Several partnerships have been formed to develop therapies against the novel coronavirus, including ones between Harvard University and Guangzhou Institute of Respiratory Health, GlaxoSmithKline and Clover Biopharmaceuticals, and Vir Biotechnology and WuXi Biologics. Takeda has exercised its option to acquire PvP Biologics for its celiac disease candidate. And more.
Harvard University and China’s Guangzhou Institute of Respiratory Health have entered into a five-year research collaboration focused on understanding the novel coronavirus and finding new therapies against it. The U.S. efforts will be led by Harvard Medical School Dean George Daley, and the Chinese part will be co-led by Zhong Nanshan, who heads up China’s coronavirus expert task force. The pair’s getting $115 million in funding from Evergrande Group, a top China real estate developer.
In another COVID-19 team-up, GlaxoSmithKline has agreed to provide its adjuvant AS03 to China’s Clover Biopharmaceuticals for developing a vaccine against the coronavirus. The adjuvant was used in GSK’s Pandemrix vaccine to protect people during the 2009-10 H1N1 pandemic. Clover is looking to leverage the tech’s immune-boosting effect in its vaccines.
Meanwhile, Vir Biotechnology has chosen WuXi Biologics to be its partner for work on antibodies as potential treatment of COVID-19. The U.S. biotech has already identified several antibodies that bind to SARS-CoV-2 and may use its platform to identify more, while the Chinese CDMO will mainly contribute manufacturing support. WuXi has rights to successful therapies in greater China.
In early 2017, Takeda signed on PvP Biologics for the development of KumaMax, a novel enzyme designed to fight celiac disease, an autoimmune disorder triggered by gluten ingestion. Now, after seeing phase 1 data for the drug, also dubbed TAK-062, the Japanese pharma has exercised its option to buy up the company in a deal valued at $330 million.
As COVID-19 hits China, South Korea and Japan, Gilead Sciences has initiated two new phase 3 clinical studies testing its antiviral remdesivir. Investigators plan to enroll about 1,000 patients, mainly in Asian countries. The drug’s already being studied in two trials in China’s Hubei province and another in the U.S., led by the National Institute of Allergy and Infectious Diseases.

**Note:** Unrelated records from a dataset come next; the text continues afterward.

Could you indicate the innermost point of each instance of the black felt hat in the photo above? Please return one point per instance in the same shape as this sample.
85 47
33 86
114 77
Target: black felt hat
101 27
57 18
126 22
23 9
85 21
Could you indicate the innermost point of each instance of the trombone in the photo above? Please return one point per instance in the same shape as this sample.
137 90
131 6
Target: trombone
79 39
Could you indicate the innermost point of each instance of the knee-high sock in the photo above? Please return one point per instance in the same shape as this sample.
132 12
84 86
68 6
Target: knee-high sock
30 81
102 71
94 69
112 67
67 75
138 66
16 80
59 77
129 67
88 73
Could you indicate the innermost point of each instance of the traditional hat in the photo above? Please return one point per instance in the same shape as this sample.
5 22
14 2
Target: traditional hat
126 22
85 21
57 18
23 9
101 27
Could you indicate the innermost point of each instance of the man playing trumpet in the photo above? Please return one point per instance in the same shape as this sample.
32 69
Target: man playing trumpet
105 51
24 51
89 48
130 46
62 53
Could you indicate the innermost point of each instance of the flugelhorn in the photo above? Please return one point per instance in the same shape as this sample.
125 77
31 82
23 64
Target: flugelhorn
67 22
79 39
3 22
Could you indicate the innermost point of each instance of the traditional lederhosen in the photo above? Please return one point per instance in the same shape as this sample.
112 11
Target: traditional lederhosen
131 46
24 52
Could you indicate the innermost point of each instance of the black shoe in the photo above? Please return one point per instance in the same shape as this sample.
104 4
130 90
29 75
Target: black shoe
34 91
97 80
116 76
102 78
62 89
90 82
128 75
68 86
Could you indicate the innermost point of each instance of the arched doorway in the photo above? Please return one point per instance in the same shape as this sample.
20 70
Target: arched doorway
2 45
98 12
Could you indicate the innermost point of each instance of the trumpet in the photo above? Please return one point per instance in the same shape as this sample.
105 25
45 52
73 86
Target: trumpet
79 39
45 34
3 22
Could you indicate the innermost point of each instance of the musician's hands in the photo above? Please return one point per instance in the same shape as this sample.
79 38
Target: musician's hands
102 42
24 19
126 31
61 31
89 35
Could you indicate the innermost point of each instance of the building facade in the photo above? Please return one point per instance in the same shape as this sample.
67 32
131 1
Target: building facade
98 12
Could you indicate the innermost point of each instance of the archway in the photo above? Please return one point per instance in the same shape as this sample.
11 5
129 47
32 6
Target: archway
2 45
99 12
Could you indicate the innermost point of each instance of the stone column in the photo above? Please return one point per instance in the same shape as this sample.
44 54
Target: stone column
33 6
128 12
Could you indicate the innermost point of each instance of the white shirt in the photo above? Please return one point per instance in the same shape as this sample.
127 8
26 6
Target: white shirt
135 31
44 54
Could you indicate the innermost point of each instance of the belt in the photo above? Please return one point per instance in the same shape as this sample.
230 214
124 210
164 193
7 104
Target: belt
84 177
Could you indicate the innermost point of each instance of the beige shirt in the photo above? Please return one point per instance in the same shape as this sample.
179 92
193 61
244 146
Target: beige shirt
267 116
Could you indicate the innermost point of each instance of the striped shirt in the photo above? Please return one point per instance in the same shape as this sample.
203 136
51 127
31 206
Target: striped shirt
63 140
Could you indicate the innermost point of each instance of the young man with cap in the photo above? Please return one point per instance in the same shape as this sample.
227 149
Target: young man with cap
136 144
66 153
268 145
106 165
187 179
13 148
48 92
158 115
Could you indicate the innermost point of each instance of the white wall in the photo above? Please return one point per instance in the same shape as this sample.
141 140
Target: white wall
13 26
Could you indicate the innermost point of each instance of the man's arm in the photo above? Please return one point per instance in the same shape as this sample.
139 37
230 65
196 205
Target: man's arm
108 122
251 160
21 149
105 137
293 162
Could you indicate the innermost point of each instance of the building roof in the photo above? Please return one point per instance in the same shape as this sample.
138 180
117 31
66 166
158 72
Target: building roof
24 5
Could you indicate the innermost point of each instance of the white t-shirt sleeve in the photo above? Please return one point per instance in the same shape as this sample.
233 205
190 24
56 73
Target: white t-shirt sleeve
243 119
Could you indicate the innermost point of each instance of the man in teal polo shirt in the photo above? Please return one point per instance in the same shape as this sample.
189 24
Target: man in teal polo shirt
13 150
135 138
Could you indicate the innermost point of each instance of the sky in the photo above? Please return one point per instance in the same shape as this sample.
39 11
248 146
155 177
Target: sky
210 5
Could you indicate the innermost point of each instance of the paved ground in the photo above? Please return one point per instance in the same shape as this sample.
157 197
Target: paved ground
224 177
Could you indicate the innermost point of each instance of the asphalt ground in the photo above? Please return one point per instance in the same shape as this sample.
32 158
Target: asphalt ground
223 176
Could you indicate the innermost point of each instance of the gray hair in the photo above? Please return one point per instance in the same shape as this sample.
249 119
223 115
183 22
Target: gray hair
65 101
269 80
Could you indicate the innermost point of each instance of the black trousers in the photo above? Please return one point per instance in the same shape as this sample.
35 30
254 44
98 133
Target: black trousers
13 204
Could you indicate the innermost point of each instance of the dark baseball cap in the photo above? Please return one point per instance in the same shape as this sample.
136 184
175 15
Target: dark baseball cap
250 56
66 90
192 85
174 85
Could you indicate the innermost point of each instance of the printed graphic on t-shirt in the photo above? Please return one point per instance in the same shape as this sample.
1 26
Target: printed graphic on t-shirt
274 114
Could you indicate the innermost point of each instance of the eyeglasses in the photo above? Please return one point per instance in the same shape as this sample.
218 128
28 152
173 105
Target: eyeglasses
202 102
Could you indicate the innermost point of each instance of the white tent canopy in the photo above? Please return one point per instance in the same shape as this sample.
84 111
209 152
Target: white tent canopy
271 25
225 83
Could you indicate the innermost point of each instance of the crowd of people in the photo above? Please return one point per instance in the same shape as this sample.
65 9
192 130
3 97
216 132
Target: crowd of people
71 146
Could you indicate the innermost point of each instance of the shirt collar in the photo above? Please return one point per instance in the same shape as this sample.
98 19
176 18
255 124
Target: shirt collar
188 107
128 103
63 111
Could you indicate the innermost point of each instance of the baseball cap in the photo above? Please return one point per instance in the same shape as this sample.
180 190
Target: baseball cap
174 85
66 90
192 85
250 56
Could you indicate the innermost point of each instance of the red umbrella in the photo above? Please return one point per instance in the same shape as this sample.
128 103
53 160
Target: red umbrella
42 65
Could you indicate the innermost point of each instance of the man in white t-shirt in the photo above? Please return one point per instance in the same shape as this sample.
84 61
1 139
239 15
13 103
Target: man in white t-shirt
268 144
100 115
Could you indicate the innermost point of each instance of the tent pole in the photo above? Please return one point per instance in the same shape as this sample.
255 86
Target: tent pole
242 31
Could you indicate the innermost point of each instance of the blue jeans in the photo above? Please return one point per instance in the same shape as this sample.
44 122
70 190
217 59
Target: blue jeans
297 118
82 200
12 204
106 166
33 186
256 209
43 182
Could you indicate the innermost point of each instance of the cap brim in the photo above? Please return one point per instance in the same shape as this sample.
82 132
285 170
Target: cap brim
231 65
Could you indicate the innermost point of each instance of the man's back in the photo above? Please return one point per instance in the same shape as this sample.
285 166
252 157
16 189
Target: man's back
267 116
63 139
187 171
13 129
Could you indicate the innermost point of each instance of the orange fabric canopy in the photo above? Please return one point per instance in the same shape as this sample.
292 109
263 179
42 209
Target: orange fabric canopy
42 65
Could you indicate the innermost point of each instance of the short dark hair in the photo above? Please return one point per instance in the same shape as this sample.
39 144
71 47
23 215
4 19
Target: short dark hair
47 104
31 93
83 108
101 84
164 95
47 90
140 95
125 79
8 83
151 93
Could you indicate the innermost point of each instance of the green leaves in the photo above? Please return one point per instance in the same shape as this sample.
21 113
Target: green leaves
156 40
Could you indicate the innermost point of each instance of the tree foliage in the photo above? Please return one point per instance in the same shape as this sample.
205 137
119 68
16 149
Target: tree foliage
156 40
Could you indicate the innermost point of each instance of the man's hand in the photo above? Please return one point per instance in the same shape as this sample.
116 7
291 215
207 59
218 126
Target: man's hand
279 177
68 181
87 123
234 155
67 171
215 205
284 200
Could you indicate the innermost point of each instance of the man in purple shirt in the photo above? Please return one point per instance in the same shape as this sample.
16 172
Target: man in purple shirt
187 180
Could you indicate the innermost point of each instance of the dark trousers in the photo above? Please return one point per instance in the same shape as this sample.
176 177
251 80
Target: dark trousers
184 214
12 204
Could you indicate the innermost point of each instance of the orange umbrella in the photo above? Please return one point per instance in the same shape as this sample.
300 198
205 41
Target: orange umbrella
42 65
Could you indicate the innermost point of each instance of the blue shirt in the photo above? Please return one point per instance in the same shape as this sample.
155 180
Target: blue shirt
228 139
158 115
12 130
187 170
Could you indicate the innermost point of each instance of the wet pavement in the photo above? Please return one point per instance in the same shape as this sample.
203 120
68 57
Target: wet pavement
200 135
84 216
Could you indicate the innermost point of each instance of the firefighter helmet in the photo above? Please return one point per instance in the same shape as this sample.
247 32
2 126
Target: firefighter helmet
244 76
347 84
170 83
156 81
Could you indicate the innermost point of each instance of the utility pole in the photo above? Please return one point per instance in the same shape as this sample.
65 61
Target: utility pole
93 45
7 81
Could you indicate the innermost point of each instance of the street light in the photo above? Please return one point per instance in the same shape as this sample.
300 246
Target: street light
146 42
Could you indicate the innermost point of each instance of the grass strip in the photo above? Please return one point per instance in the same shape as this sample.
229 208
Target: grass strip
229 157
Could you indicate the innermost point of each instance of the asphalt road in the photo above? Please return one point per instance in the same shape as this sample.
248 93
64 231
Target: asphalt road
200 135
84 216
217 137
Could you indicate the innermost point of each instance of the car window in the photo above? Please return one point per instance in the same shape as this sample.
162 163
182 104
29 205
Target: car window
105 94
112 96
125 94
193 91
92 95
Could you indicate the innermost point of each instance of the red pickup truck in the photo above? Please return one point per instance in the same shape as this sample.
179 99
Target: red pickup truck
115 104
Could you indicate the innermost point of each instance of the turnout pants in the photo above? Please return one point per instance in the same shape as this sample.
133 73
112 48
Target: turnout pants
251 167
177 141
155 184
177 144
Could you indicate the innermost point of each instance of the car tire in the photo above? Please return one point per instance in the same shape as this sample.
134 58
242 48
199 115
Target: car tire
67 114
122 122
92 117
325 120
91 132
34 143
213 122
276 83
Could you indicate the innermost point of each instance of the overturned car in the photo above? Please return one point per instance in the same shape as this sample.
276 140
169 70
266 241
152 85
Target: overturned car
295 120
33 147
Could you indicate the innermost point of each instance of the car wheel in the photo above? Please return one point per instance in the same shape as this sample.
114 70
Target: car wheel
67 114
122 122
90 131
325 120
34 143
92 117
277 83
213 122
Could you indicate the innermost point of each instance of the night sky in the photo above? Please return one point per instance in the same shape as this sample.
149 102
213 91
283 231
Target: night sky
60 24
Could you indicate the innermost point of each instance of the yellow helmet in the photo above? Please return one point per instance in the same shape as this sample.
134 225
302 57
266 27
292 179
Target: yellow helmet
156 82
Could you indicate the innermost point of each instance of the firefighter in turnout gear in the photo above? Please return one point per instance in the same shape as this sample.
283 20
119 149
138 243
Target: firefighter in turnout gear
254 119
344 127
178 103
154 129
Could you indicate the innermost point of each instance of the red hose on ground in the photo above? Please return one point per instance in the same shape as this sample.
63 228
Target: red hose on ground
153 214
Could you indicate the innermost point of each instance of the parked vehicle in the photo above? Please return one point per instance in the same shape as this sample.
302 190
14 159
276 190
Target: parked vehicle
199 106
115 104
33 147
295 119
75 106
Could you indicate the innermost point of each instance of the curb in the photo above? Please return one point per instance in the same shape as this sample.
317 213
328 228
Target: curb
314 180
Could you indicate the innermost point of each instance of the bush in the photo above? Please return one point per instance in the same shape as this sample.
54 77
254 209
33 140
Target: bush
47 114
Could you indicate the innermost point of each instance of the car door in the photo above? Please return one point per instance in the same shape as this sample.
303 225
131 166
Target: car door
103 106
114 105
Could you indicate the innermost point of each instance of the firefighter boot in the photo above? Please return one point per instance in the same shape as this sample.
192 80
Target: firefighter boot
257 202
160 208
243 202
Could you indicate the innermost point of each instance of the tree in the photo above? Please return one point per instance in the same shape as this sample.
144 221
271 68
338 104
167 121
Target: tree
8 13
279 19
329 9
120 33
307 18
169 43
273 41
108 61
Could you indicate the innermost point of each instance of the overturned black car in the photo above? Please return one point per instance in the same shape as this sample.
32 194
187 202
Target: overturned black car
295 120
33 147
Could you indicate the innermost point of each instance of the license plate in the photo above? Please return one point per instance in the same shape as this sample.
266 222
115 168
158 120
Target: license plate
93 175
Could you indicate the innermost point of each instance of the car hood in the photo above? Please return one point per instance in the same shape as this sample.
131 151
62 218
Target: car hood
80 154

Biocon said it had received a Form 483 from the FDA for its insulin production plant in Malaysia. Though the preapproval inspection resulted in three observations, Biocon said those wouldn't affect the commercial plans for its Lantus copy, Semglee, in the U.S. The biosim has won approval in Europe, and the FDA decision date is set for June.
AstraZeneca recently closed two plants in Colorado it originally bought from Amgen. The Longmont plant was sold to Novartis’ AveXis, and now the remaining Boulder plant is reportedly being sized up by Japanese CDMO AGC Biologics. Local development officials have offered $6.5 million in tax incentives, and the CDMO will invest about $100 million in the facility and add 280 jobs.
Fujifilm Diosynth Biotechnologies last year committed JPY10 billion toward its manufacturing operations. Now, to kick things off, a $55 million, 32,000-square-foot expansion is underway at its manufacturing facility in North Carolina.
Takeda U.K. has launched the “I am Number 17” rare disease awareness campaign, which features 17 rare disease patients and is designed to highlight the fact that 1 in 17 people in the country will be affected with a rare disease at some point in their lives.
The FDA has sent Chinese heparin API maker Yibin Lihao Bio-technical a warning letter. During a preapproval inspection, the company lied to an FDA inspector that it had not started making products. But a drum an employee was trying to sneak out of the warehouse contained two batches of crude heparin made two days earlier.